Solved: How to split one dataset too many based on the values (categorical) on...

georgel · Posted 12-27-2020 06:55 AM

Hi

I am trying to split the data set into many here is the data have :

data have;
input cusip_id Name $10. date_issue :ddmmyy10. type $10.;
format date_issue ddmmyy10.;
datalines;
10343452 Zingas    01/04/2016 bench
10343489 Stephanie 01/04/2014 main
10343445 Olivia    01/04/2012 main
10343456 Amstel    01/04/2011 bench
10343457 KEO       01/04/2017 main
;
run;

My solution:

data data_main;
       set have;
       If  type="main";
run;

data data_bech;
       set have;
       If  type="bench";
run;

This is in fact an awkard/cumbersome solution. I would like to utilize a more efficient algorithm for advanced SAS programming to avoid repetition of code. e.g. using proc sql distinct to set the values in a macro variable

Please I am looking forward from your prompt reply

singhsahab · Posted 12-27-2020 11:22 AM

proc sql noprint;
select count(distinct(type)) into :c from have;
select distinct type into :typ1 - :typ%trim(%left(&c)) from have;
quit;

%macro create_table;
%do i=1 %to &c;

 data &&typ&i;
 set have ;
 if upcase(type) eq %upcase("&&typ&i");
 run;

%end;
%mend;

%create_table;

View solution in original post

RichardDeVen · Posted 12-27-2020 07:24 AM

Generally you won't want to split a data set in such a manner. Learning to judiciously code BY, CLASS, and WHERE statements will give you great control over slicing and dicing in the reporting and analytic procedures you use.

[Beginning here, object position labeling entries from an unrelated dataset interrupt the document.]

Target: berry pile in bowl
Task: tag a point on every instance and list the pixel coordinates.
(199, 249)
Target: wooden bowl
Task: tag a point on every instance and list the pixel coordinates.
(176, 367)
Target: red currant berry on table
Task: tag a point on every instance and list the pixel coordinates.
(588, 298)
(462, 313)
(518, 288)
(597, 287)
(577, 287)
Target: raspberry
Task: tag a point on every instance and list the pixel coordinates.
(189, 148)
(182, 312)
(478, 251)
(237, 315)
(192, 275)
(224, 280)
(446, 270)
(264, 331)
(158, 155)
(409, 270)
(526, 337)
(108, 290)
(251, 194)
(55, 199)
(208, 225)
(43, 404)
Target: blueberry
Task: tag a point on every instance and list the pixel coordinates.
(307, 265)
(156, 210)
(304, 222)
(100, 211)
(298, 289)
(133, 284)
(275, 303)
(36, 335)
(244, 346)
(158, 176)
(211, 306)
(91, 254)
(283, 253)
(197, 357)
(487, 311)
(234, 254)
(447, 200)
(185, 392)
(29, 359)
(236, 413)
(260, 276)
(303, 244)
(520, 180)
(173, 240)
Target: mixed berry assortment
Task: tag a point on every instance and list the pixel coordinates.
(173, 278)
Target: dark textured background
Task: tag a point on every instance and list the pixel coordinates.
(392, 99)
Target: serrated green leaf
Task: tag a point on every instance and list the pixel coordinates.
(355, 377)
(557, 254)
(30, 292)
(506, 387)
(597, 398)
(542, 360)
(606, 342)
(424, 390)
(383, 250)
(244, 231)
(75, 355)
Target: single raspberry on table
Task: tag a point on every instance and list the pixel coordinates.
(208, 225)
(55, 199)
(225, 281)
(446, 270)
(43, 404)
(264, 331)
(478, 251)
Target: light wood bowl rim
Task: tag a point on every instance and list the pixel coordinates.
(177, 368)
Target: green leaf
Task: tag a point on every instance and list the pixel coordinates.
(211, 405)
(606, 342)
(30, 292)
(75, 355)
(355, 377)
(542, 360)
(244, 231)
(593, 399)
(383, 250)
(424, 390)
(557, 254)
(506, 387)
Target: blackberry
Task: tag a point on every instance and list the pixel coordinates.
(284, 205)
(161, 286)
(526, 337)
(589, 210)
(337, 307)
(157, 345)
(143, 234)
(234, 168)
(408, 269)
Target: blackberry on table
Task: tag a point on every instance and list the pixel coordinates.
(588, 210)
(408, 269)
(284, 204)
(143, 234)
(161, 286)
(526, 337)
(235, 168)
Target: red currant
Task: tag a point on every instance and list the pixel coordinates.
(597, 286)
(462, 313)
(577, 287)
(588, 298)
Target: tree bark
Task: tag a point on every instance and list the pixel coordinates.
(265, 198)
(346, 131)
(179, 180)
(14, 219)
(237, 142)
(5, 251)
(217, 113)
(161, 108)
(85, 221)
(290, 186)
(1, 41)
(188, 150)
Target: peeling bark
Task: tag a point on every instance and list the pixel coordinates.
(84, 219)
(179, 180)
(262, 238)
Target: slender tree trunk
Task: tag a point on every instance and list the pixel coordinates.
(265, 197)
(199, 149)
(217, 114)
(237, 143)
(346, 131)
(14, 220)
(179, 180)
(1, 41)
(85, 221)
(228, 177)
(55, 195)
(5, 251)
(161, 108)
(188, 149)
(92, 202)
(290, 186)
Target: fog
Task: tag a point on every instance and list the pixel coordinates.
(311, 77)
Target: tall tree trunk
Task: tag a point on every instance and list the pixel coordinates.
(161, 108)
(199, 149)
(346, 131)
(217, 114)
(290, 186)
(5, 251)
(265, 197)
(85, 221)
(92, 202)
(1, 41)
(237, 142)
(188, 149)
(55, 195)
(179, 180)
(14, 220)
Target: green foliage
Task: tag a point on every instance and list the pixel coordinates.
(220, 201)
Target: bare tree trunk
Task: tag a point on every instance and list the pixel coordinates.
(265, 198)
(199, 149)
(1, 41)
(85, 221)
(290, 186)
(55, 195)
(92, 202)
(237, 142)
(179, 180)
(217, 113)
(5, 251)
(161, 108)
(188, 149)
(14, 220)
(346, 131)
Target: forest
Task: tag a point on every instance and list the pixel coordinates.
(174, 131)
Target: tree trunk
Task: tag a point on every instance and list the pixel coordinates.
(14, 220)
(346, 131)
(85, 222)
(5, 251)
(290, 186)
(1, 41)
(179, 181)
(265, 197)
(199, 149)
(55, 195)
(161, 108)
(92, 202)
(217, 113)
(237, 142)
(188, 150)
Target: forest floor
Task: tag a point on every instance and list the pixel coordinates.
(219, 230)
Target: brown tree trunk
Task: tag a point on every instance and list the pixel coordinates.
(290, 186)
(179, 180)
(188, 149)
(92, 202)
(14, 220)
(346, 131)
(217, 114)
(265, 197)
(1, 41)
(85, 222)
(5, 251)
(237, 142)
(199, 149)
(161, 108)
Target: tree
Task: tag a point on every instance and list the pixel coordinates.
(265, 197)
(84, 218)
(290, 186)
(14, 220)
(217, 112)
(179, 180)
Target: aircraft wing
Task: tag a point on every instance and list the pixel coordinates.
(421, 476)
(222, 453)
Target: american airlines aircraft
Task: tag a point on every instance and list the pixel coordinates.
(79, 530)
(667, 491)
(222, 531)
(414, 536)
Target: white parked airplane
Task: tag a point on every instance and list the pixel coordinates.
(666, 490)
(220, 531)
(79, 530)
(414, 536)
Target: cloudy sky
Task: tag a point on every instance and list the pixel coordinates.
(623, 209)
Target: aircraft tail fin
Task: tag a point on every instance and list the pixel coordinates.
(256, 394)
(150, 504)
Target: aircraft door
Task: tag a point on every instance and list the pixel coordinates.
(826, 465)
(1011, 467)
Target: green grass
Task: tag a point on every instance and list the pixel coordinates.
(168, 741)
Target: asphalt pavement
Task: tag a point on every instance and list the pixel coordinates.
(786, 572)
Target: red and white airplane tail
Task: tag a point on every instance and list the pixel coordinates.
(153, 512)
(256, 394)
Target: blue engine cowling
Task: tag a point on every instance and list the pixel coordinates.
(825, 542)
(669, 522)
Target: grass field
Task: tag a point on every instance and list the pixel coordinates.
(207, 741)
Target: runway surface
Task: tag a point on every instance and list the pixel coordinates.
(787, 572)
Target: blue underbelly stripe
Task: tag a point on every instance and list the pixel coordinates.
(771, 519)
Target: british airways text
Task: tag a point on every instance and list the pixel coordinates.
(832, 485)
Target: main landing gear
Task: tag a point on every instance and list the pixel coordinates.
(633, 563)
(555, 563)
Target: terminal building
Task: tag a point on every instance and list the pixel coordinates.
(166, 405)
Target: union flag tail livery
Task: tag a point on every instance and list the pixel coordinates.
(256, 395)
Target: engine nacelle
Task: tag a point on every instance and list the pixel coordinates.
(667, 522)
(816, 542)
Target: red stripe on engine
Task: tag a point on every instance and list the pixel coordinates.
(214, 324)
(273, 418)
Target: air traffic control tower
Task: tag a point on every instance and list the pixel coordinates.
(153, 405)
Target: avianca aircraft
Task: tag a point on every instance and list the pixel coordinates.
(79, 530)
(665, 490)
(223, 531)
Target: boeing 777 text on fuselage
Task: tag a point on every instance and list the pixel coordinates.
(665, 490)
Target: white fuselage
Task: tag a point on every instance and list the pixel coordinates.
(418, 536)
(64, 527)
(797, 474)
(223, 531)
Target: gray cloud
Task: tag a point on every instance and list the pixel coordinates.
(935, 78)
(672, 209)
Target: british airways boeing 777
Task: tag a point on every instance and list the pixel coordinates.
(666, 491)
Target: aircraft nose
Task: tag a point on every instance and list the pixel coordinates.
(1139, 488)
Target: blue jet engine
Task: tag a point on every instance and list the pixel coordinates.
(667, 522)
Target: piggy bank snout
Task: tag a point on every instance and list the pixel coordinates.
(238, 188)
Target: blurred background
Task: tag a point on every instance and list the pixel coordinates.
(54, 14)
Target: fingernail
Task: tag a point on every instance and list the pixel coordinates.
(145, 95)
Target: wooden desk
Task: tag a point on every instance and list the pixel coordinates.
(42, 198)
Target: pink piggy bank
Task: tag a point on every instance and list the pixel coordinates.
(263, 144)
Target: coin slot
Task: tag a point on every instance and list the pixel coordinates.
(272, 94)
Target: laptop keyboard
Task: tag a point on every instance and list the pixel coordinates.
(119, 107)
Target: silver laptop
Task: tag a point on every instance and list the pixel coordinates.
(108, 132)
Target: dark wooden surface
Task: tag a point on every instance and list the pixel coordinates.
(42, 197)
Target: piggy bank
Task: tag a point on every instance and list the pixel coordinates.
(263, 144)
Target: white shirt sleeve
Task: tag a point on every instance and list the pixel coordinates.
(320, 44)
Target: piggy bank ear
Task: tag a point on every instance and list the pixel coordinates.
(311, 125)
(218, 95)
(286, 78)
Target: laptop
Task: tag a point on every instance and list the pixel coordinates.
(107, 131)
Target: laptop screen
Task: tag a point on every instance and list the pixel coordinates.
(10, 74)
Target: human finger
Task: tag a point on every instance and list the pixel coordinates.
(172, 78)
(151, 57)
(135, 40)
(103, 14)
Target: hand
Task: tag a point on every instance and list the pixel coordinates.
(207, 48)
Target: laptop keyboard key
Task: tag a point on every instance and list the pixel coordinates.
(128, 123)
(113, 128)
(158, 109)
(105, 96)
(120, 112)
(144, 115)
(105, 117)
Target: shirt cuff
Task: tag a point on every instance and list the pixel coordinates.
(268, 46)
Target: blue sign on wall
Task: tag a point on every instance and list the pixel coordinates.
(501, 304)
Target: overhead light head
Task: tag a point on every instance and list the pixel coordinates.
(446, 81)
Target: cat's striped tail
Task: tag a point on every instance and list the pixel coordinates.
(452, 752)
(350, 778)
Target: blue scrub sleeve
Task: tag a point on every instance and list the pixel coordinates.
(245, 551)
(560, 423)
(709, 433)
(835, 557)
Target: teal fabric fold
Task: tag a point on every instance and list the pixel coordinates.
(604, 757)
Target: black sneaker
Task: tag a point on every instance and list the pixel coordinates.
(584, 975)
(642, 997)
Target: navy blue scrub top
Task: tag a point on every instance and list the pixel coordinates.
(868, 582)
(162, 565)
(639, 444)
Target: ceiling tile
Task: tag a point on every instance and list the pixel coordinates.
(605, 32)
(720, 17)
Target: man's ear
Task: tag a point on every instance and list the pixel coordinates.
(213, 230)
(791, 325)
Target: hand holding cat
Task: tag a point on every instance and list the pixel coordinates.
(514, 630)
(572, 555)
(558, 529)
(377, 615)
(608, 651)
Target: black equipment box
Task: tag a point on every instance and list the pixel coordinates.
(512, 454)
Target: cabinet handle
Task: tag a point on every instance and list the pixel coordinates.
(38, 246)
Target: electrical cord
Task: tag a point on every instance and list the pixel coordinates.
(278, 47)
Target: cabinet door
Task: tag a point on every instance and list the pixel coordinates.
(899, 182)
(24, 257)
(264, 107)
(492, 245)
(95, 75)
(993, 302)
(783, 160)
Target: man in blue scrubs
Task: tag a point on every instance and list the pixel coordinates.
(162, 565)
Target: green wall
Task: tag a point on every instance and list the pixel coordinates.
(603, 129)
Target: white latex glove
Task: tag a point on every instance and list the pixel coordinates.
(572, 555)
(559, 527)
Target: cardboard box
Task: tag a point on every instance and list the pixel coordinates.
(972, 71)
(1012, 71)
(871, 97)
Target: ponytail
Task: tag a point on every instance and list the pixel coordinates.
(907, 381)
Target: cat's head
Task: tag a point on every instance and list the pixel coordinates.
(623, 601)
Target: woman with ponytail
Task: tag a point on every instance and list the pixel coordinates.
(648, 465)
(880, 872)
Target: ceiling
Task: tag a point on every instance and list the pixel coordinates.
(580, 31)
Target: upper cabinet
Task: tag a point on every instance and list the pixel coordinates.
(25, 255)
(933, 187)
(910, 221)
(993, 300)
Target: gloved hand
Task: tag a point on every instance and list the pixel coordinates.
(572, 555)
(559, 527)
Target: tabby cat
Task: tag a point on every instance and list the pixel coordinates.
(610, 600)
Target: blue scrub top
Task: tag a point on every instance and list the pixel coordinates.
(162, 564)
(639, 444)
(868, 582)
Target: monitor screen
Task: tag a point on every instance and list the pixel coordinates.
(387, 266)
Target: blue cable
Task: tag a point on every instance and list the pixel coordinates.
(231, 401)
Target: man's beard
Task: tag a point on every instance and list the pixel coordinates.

Depending on the size of the original file, you can use a hash of hash approach to dynamically split a table into value named sub tables.

From samples page

/* Richard A. DeVenezia
 * www.devenezia.com
 * 25May2004
 *
 * Similar to material originally posted to SAS-L on May 24, 2004
 * "Hash of hashes and dynamic output"
 */

* sample data with several groups;

data have0;
  do group = 'a','c','d','e';
    do _n_ = 1 to 100;
      date = today() - rand('integer', 365);
      satellite_1 + 1;
      satellite_2 = 0;
      satellite_A = 'foo bar';
      output;
    end;
  end;
  format date date9.;
run;

* disorder for good measure;

proc sql;
  create table have as select * from have0 order by ranuni(1);
quit;

* split one data set into several data sets named according to variable group;

data _null_;
  declare hash h0 ();
  h0.defineKey ('group');
  h0.defineData ('group', 'h');  * hash of hashes, data element h is a hash object;
  h0.defineDone ();

  declare hash h;

  do _n_ = 1 by 1 until (endOfDataset);
    set have end = endOfDataset;

    if group ne lag(group) then 
      if 0 ne h0.find() then do;
        * create a hash for the group that will be a sub data set;
        h = _new_ hash (ordered:'a');
        h.defineKey ('_n_');
        h.defineData ('group', 'date', 'satellite_1', 'satellite_2', 'satellite_A');
        h.defineDone ();
        h0.add();
      end;

    * add data to the groups hash;
    h.replace ();
  end;

  declare hiter hi ('h0');

  * create one table for each group;
  do while (hi.next() = 0);
    h.output (dataset:'group_'||group);
  end;
run;

Other approaches would use a pre-step to generate source code that is a wallpaper of if/then or select/when statements that output to sub tables named according to group value. The pre step would either put the source code in macro variable(s) or write the source code to a file that is %included.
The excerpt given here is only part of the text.